When we first meet Marion (Corrin) in the 1950s, she is a young woman who is infatuated with policeman Tom Burgess (Styles), and the two begin to spend time together and bond over a shared love and curiosity for literature and art. Patrick (Dawson) is introduced when Tom and Marion visit him at the museum he curates. The trio soon becomes inseparable.

Tom and Marion’s relationship develops carefully and cautiously until Tom eventually asks her to marry him and she accepts his proposal. 

Then it’s revealed that Patrick and Tom have been romantically involved throughout the entire time the trio has been together and that they’ve been hiding their relationship from a mostly unsuspecting Marion.

While watching this film, you cannot help but marvel at the actors as each one brings a unique take on their character and their performances bring their characters to life. The chemistry between Styles and Dawson is undeniable as you watch Tom and Patrick’s relationship develop. 

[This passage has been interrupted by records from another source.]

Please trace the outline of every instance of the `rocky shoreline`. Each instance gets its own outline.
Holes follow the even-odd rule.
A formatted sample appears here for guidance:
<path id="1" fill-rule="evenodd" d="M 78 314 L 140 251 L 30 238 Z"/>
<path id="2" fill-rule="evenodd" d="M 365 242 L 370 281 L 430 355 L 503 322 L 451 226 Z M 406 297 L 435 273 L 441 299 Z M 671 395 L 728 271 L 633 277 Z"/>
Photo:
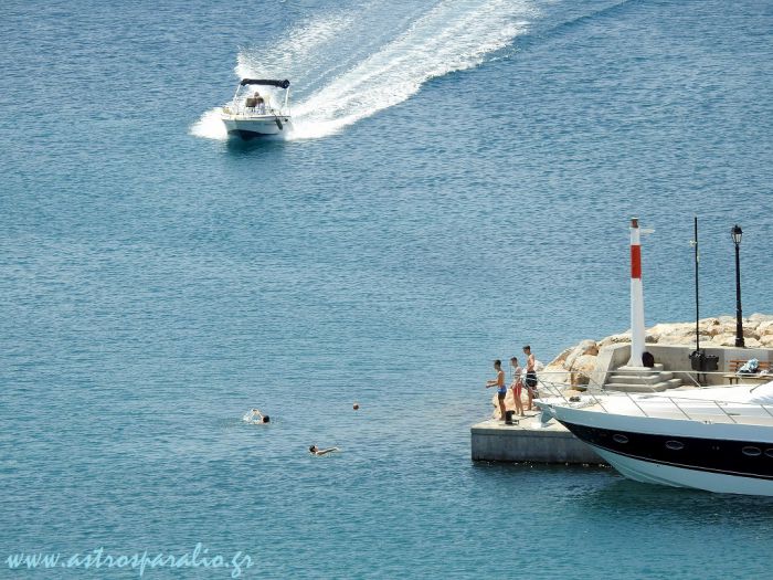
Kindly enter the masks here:
<path id="1" fill-rule="evenodd" d="M 699 324 L 701 347 L 732 347 L 735 345 L 735 317 L 719 316 L 702 318 Z M 773 348 L 773 315 L 752 314 L 743 318 L 743 337 L 746 348 Z M 660 323 L 646 330 L 645 342 L 650 345 L 695 345 L 696 324 Z M 596 357 L 608 345 L 631 342 L 631 330 L 607 336 L 601 340 L 585 339 L 566 348 L 538 373 L 550 382 L 564 383 L 566 396 L 576 394 L 574 389 L 583 389 L 591 379 L 596 366 Z M 579 392 L 579 391 L 578 391 Z M 523 394 L 526 399 L 526 393 Z M 497 396 L 491 398 L 495 407 L 493 416 L 499 416 Z M 508 410 L 515 409 L 512 391 L 508 389 L 505 399 Z"/>
<path id="2" fill-rule="evenodd" d="M 699 324 L 700 342 L 706 347 L 732 347 L 735 345 L 735 317 L 702 318 Z M 753 314 L 743 318 L 743 337 L 746 348 L 773 347 L 773 315 Z M 692 345 L 696 340 L 695 323 L 660 323 L 646 330 L 645 342 L 650 345 Z M 601 340 L 586 339 L 563 350 L 544 367 L 544 373 L 554 372 L 553 382 L 587 384 L 596 363 L 599 351 L 607 345 L 631 342 L 631 330 L 607 336 Z"/>

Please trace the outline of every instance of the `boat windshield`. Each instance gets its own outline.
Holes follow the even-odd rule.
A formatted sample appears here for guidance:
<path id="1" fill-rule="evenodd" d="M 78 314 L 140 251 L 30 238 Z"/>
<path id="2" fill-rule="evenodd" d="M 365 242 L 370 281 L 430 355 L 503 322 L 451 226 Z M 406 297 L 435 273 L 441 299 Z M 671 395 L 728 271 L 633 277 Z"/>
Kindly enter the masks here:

There were multiple points throughout the film where all members of the audience were quite literally on the edge of their seats, eager to see what would happen next. Safe to say, no one was disappointed.

I was thoroughly entertained during this entire film and the directors did an excellent job of weaving scenes together to keep the storyline flowing and the audience engaged. 

The cinematography is a reason to see the movie in itself. The production was filmed throughout Europe, and several stunning scenes made my jaw drop. 

[Photo from Michael Grandage’s film “My Policeman.”]
Photo courtesy of Amazon Prime Video

The film is rated R for nudity and sexual content, which brings us to the next aspect of this movie: intimacy. The intimate scenes in this movie are filmed so beautifully, and the actors do an excellent job of creating a deep and sensual atmosphere. 

The film’s intimacy coordinator, Ben Wright, deserves major applause for crafting such delicate and passionate scenes. This extra-mile effort adds to the intensity of the relationships and the impact on its audiences.

The casting of the movie is another impressive aspect of the film. Styles, Dawson and Corrin all excel in their roles and create a genuine and heartfelt performance. Their older counterparts, Linus Roache (Tom), Rupert Everett (Patrick) and Gine McKee (Marion), are all perfectly casted. 

The older and younger versions of the trio leave little room for doubt, they all do a wonderful job of playing their mirrored roles. Roache also does a phenomenal job of replicating Styles iconic, slow dialect.

My favorite part of this movie, however, is how emotional it is. Very few movies are capable of making an entire theater experience such a wide variety of emotions simultaneously, but “My Policeman” absolutely did. The film portrays themes of secrecy, betrayal, forbidden love and heartbreak like no other and the actors deliver memorable and heartfelt performances.

As the movie explores the violence and discrimination towards gay people in the 1950s, we learn that a previous partner of Patrick’s had been beaten to death by a gang of thugs after he was outed as gay. This scene alone was enough to send the audience into a spiral of tears.

This film evoked a wide range of emotions from its audience. I felt disgust, sorrow, hopefulness, hopelessness and joy. When you learn of the ultimate betrayal, you can’t help but cringe and scrunch your nose in distaste at the actions taken by an angry and jealous lead. 

On the contrary, while watching Tom and Patrick casually pass each other on the street and subtly smile while trying to hide their attraction, I was optimistic and hoped that maybe, just maybe, things would work out for them. 

The director and actors managed to create such strong tension in certain scenes that the audience was wide-eyed as they awaited the next move. I don’t know how they were able to communicate emotion so well in this film, but I will be watching this film on repeat for months to come. 

I cannot recommend this film enough. The acting was phenomenal. The soundtrack perfectly matched the vibe of the film and the screenplay was wonderfully written. 

This is a beautifully tragic love story that explores the complexity of gay relationships in a time when gay people were prosecuted simply for their sexuality. 

“My Policeman” is now available on Amazon Prime Video, and it is an absolute must-see.